Communiquant la force, la santé, l'autorité, le contrôle et les idéaux néoclassiques dans lesquels l'État fasciste de Mussolini s'est enveloppé, les affiches et les publications de 1922 à 1943 montrent comment le fascisme a été normalisé et fait partie de la vie quotidienne. Mais la propagande fasciste italienne est unique en ce qu'elle a embrassé le modernisme, où le nazisme l'a rejetée en bloc et persécuté ses artistes «dégénérés».

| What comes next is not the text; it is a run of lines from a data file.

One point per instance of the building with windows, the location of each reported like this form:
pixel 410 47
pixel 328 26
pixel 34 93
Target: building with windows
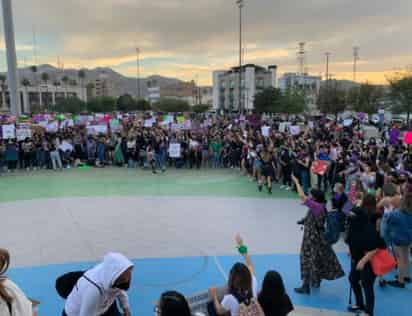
pixel 310 85
pixel 186 91
pixel 41 96
pixel 254 79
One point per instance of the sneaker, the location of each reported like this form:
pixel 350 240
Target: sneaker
pixel 396 283
pixel 406 279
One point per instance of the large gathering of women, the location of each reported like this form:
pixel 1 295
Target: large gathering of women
pixel 356 188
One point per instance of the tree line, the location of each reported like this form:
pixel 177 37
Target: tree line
pixel 334 99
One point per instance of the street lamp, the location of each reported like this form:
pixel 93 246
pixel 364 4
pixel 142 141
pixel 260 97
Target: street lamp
pixel 240 4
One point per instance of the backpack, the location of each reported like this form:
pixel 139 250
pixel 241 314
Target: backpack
pixel 66 283
pixel 334 226
pixel 253 309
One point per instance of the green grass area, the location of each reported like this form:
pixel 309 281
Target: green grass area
pixel 129 182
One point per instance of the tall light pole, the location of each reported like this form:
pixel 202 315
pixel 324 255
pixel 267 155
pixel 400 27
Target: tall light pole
pixel 327 66
pixel 240 4
pixel 11 57
pixel 138 72
pixel 355 61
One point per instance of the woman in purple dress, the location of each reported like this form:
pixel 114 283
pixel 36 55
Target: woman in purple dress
pixel 318 261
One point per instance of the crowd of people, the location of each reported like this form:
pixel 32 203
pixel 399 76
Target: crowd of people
pixel 362 190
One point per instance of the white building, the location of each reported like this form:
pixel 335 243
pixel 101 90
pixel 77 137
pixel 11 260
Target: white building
pixel 42 96
pixel 254 80
pixel 303 82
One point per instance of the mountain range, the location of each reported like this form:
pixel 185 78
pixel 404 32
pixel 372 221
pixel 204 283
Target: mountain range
pixel 121 84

Les fascistes italiens ont compris, comme le commissaire de l'exposition Niccola Lucchi a déclaré à Print, «que, tant que le message de propagande restait cohérent, accueillir une variété de langues modernistes différentes projetterait l'idée que le régime accueillait la créativité» – et, par conséquent, une pensée indépendante. «L'Italie fasciste a coopté tous les courants artistiques – une génération entière d'artistes gravitant dans l'orbite du régime, qui les a transformés en complices par des promesses trompeuses de liberté artistique. Le mariage difficile du totalitarisme et de la liberté créatrice s'est avéré particulièrement efficace pour Mussolini comme moyen de stériliser les mouvements esthétiques subversifs en les mettant à la solde.